Я вызвался проводить Федора Ивановича. Тот с сомнением посмотрел на мои костыли, но возражать не стал.

Пока шли – это Никифоров шел, я ковылял, – старик великодушно пригласил меня посетить его в сезон.

– Парус, знаете ли, лучшее средство, – многозначительно заметил он. – Как любовь. Это я вам верно говорю.

И я подумал: лодка, море, Нина… А почему нет?

Впереди показались яхты, и казалось, они выстроились для того, чтобы приветствовать нас. Около них топтался человек в куртке-«аляске», озирался по сторонам.
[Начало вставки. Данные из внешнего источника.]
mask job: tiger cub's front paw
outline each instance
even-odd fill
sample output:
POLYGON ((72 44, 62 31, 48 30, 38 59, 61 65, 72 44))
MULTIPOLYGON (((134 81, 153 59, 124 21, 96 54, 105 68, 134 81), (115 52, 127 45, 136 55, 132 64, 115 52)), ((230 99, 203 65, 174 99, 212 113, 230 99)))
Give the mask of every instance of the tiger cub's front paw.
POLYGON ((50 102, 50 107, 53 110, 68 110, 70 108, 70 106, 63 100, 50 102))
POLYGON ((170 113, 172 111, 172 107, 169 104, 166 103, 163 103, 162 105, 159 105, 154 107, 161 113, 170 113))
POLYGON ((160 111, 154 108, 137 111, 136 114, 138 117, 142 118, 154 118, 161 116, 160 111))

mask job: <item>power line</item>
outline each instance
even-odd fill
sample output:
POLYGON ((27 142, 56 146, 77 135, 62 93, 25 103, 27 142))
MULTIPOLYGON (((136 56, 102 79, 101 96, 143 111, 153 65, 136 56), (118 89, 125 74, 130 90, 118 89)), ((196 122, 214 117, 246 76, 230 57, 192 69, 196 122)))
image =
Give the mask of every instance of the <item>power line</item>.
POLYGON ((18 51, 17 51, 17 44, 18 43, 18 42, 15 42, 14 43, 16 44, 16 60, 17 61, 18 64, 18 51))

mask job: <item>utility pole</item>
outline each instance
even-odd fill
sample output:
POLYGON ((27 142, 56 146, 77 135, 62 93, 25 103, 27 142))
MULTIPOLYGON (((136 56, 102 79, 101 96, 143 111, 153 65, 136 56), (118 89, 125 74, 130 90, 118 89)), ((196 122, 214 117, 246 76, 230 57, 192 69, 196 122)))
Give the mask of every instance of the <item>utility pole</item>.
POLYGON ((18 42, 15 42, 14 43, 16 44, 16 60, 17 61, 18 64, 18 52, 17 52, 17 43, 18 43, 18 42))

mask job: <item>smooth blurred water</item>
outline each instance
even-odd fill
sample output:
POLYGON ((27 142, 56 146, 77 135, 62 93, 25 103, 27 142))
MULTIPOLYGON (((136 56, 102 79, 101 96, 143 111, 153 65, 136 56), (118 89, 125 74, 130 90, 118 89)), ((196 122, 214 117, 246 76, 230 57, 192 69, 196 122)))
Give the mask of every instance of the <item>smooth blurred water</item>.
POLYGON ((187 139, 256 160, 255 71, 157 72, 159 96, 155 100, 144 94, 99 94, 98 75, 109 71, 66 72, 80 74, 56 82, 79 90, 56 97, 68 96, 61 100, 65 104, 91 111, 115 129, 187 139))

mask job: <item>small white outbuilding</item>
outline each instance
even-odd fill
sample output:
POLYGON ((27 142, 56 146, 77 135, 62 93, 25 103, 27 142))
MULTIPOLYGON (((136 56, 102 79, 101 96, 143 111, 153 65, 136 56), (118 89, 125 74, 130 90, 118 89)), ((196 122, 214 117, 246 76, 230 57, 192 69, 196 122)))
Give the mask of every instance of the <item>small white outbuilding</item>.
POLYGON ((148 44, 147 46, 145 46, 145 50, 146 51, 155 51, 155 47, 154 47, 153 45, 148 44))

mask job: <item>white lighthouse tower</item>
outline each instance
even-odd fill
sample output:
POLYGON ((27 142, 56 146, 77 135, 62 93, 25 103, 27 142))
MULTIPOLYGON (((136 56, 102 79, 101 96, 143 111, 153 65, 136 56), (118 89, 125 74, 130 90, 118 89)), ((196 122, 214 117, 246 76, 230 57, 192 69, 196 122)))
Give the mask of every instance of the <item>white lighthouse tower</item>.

– Томится, – довольно проговорил Никифоров. – Мы ж с этим Гейнцем тоже того, на паях, совместное владение

– Федор Иванович, а что стало с «Ласточкой»?

– Сгорела в войну. В Стрельне немцы были, вот и разбомбили сердешную.

Мы подошли к яхте. И я увидел ее название.

– Оно у нас тоже наследственное, – сказал, заулыбавшись, Никифоров.

* * *

Историю ставшего капитаном мальчика Саши, его отца и друга его отца, я рассказал Кургузову. Тот выслушал, украдкой поглядывая на часы, и одобрил:

– Подходящий материал. Вполне себе рождественская история.

– Так садись и пиши.

– Некогда. Заказ получил. Борьба со свалками. Что ты улыбаешься? Между прочим, нужное дело. Надо восславить. Слушай, а давай сам.

– Куда мне…

Борька заторопился и ретировался, а я подумал: может, и впрямь?.. Я сел за стол, положил перед собой лист бумаги, взял ручку и постарался представить заснеженный Петербург, белый парус, яхту «Ласточка», мужчин в фуражках с кокардами яхт-клуба, слезы на детском лице… А потом подумал о человеке, который через несколько лет в том же городе, но голодном, неприбранном, измученном революцией, напишет книжку о стране, которой нет, и людях, которые бывают. И в этой повести-феерии об алых парусах устами своего героя скажет: если душа человека просит чуда, дай ему это чудо, и новая душа будет у него, и новая у тебя.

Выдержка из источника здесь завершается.